Taibbi feels the Bern: "An elected government should occasionally step in and offer an objection or two toward our progress to undisguised oligarchy."


This one from Matt Taibbi was posted on April 29, 2015, and I've underlined a passage which echoes something we've been saying locally:

Why do we accept the entire governmental structure becoming oriented toward monetizing and dispensing financial favors to the business and construction elites, at the expense of a level playing field for ordinary people?

This is why I'll trudge down to Tuesday's BZA meeting and denounce cynical trickle-down corporate welfare yet again, even as the Dugginses and Gibsons of the ruling elite chortle from the back row at the temerity of anyone daring to question their wheel-greasing boilerplate.

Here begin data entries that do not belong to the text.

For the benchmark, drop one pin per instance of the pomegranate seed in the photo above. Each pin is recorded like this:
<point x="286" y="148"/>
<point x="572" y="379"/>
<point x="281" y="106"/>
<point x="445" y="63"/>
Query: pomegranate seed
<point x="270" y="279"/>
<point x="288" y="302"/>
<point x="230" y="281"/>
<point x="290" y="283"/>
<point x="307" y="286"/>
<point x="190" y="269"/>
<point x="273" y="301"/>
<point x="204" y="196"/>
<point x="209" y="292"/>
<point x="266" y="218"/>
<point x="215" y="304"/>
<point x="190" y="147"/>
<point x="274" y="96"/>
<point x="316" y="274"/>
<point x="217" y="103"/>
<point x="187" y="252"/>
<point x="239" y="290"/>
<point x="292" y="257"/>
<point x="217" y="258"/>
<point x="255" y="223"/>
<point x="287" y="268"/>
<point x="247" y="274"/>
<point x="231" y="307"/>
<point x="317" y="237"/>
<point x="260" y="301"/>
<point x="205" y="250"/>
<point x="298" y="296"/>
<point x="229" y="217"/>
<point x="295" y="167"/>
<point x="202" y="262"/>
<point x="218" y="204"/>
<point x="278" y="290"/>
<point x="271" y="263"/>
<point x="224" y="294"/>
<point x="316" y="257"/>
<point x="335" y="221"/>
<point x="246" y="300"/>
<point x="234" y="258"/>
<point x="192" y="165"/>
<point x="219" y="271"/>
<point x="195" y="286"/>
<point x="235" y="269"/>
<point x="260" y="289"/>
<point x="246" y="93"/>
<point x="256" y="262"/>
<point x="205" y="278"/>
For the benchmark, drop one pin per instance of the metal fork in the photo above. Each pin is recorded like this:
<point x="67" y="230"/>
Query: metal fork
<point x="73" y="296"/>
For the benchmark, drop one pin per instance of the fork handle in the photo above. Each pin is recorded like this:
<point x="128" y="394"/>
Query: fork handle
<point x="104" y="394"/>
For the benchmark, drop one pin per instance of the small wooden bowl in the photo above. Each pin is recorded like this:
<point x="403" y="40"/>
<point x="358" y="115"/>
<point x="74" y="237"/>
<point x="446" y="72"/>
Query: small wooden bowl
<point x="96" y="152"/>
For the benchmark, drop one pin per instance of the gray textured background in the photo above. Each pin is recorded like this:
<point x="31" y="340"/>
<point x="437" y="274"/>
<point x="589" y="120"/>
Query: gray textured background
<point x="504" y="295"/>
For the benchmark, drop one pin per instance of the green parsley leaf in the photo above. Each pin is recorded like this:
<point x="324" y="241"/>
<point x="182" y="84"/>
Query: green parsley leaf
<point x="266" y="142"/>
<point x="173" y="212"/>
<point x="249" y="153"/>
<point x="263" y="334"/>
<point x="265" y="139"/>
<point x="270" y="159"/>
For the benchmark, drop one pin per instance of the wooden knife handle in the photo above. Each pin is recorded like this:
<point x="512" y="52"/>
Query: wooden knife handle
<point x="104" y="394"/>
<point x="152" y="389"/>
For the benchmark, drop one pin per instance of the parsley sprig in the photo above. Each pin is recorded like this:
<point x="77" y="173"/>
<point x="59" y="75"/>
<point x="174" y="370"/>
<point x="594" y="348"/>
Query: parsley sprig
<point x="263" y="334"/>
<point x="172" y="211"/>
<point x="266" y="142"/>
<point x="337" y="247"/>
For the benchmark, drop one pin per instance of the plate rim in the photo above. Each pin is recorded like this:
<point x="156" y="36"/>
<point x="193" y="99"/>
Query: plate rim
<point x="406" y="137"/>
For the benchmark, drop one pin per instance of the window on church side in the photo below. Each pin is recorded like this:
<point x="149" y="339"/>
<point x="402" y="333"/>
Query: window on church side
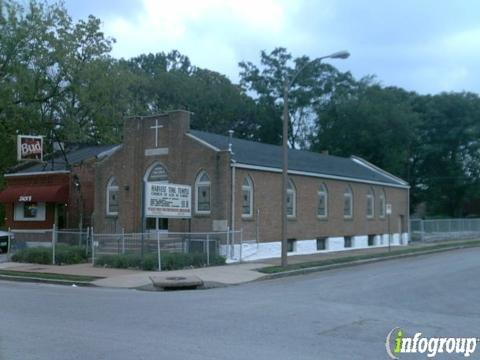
<point x="381" y="206"/>
<point x="202" y="193"/>
<point x="112" y="197"/>
<point x="247" y="197"/>
<point x="291" y="200"/>
<point x="370" y="203"/>
<point x="348" y="203"/>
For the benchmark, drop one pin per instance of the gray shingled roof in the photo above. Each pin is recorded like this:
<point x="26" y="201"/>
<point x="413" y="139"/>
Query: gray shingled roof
<point x="74" y="157"/>
<point x="260" y="154"/>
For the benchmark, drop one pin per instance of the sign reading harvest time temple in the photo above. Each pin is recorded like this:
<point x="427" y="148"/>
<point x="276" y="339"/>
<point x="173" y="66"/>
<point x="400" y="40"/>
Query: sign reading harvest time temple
<point x="168" y="200"/>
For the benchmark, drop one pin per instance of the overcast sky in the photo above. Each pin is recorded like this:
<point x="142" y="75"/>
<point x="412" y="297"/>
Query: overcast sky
<point x="427" y="46"/>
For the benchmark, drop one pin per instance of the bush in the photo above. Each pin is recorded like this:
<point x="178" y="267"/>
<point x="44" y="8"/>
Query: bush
<point x="34" y="256"/>
<point x="170" y="261"/>
<point x="64" y="254"/>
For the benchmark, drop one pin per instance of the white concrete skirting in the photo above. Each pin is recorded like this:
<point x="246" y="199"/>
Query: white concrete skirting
<point x="252" y="251"/>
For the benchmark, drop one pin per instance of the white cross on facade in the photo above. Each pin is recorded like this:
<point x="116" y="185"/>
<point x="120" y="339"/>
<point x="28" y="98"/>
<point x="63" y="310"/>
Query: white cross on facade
<point x="156" y="127"/>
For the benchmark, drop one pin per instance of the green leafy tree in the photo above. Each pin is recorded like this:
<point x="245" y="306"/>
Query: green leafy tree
<point x="449" y="155"/>
<point x="312" y="85"/>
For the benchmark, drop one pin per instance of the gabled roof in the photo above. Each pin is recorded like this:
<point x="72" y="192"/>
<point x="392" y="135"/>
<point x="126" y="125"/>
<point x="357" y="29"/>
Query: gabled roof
<point x="263" y="155"/>
<point x="74" y="157"/>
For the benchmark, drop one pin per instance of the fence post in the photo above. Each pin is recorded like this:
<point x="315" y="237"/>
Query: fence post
<point x="93" y="247"/>
<point x="227" y="248"/>
<point x="54" y="240"/>
<point x="208" y="249"/>
<point x="241" y="243"/>
<point x="9" y="241"/>
<point x="158" y="252"/>
<point x="257" y="227"/>
<point x="123" y="240"/>
<point x="422" y="230"/>
<point x="87" y="241"/>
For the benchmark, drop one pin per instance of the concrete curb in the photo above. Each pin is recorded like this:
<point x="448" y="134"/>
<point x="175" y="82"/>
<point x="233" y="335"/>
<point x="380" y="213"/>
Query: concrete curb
<point x="34" y="279"/>
<point x="313" y="269"/>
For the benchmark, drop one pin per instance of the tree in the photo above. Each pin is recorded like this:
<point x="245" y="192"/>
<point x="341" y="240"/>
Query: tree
<point x="168" y="81"/>
<point x="376" y="123"/>
<point x="313" y="85"/>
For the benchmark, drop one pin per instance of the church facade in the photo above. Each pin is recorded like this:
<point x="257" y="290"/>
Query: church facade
<point x="333" y="203"/>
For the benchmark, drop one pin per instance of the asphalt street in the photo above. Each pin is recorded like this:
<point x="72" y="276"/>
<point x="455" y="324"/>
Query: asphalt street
<point x="338" y="314"/>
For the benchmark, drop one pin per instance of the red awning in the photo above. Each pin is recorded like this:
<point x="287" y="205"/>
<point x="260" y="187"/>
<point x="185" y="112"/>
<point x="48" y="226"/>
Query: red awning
<point x="41" y="193"/>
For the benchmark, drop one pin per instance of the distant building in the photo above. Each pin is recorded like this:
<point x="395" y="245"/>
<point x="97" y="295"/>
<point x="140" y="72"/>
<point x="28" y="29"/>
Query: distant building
<point x="56" y="191"/>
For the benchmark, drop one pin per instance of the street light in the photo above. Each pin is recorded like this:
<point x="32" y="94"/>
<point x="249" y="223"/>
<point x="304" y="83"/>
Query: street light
<point x="286" y="88"/>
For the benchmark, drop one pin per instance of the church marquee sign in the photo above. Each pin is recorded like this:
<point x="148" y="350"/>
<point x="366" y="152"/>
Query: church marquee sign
<point x="168" y="200"/>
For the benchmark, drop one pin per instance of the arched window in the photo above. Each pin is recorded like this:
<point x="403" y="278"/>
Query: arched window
<point x="156" y="173"/>
<point x="112" y="197"/>
<point x="247" y="197"/>
<point x="322" y="209"/>
<point x="291" y="199"/>
<point x="202" y="193"/>
<point x="370" y="203"/>
<point x="381" y="205"/>
<point x="348" y="203"/>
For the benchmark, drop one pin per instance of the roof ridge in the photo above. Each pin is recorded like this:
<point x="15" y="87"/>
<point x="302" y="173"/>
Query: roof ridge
<point x="272" y="145"/>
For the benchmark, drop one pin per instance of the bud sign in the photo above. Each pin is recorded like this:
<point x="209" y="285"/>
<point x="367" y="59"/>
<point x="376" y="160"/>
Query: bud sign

Flaherty Collins rubber stamp for the Coyle site to be hastened by the Board of Zoning Appeals this Tuesday night.


I'd never even consider placing myself in the same league with Bernie Sanders, but this much we have in common: There'll be no oligarchy appeasement here.


Give 'Em Hell, Bernie: Bernie Sanders is more serious than you think, by Matt Taibbi (Rolling Stone)

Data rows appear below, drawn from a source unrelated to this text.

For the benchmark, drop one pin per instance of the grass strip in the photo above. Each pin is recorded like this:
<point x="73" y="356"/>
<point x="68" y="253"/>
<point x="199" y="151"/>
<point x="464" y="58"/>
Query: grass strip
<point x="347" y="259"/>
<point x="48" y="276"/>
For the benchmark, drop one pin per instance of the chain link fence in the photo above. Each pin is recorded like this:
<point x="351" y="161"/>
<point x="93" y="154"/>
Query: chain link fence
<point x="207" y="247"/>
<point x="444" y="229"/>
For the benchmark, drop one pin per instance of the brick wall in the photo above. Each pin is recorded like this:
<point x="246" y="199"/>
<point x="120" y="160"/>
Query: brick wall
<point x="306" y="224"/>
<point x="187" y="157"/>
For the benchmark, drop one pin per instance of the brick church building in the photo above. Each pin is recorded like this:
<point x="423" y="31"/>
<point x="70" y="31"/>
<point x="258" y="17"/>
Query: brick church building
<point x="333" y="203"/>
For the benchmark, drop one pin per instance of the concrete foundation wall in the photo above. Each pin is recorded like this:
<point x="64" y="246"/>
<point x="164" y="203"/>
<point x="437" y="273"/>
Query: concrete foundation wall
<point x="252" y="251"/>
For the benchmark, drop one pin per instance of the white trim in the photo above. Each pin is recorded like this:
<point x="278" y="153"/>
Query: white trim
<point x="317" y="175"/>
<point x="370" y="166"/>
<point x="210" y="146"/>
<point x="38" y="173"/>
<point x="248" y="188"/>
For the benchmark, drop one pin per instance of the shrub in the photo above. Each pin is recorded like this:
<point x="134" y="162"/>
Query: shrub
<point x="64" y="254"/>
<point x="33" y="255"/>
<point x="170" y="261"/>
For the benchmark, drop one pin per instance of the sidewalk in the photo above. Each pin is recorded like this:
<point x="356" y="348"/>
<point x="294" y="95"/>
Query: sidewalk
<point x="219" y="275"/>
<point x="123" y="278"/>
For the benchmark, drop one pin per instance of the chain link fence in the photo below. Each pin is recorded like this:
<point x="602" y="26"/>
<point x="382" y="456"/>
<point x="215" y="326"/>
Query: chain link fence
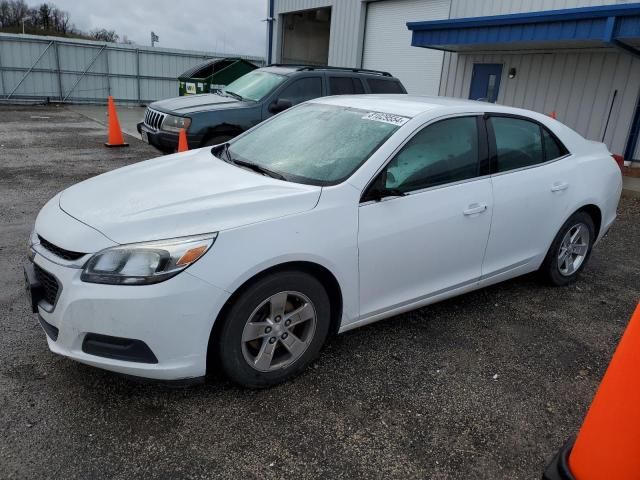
<point x="36" y="68"/>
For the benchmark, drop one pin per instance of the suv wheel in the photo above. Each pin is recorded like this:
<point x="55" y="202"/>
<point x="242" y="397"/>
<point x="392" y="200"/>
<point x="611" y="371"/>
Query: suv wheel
<point x="274" y="329"/>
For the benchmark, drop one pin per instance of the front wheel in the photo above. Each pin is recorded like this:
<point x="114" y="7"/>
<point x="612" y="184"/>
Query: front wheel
<point x="570" y="250"/>
<point x="274" y="329"/>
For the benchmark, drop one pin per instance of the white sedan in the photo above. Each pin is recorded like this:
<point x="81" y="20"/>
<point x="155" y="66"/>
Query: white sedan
<point x="334" y="214"/>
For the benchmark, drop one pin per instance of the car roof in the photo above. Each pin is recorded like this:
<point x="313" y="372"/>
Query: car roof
<point x="414" y="105"/>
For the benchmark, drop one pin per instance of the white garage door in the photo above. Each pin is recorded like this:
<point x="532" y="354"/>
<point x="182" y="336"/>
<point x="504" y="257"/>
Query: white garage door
<point x="387" y="42"/>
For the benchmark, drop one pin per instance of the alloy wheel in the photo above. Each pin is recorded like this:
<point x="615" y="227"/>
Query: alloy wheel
<point x="573" y="249"/>
<point x="279" y="331"/>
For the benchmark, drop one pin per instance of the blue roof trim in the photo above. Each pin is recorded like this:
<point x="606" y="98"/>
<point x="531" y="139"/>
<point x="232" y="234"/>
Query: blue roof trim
<point x="532" y="17"/>
<point x="589" y="26"/>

 ... That saltiness, I'm almost sure of it, is what drove him into this race. He just can't sit by and watch the things that go on, go on. That's not who he is.

When I first met Bernie Sanders, I'd just spent over a decade living in formerly communist Russia. The word "socialist" therefore had highly negative connotations for me, to the point where I didn't even like to say it out loud.

But Bernie Sanders is not Bukharin or Trotsky. His concept of "Democratic Socialism" as I've come to understand it over the years is that an elected government should occasionally step in and offer an objection or two toward our progress to undisguised oligarchy. Or, as in the case of not giving tax breaks to companies who move factories overseas, our government should at least not finance the disappearance of the middle class.

Maybe that does qualify as radical and unserious politics in our day and age. If that's the case, we should at least admit how much trouble we're in.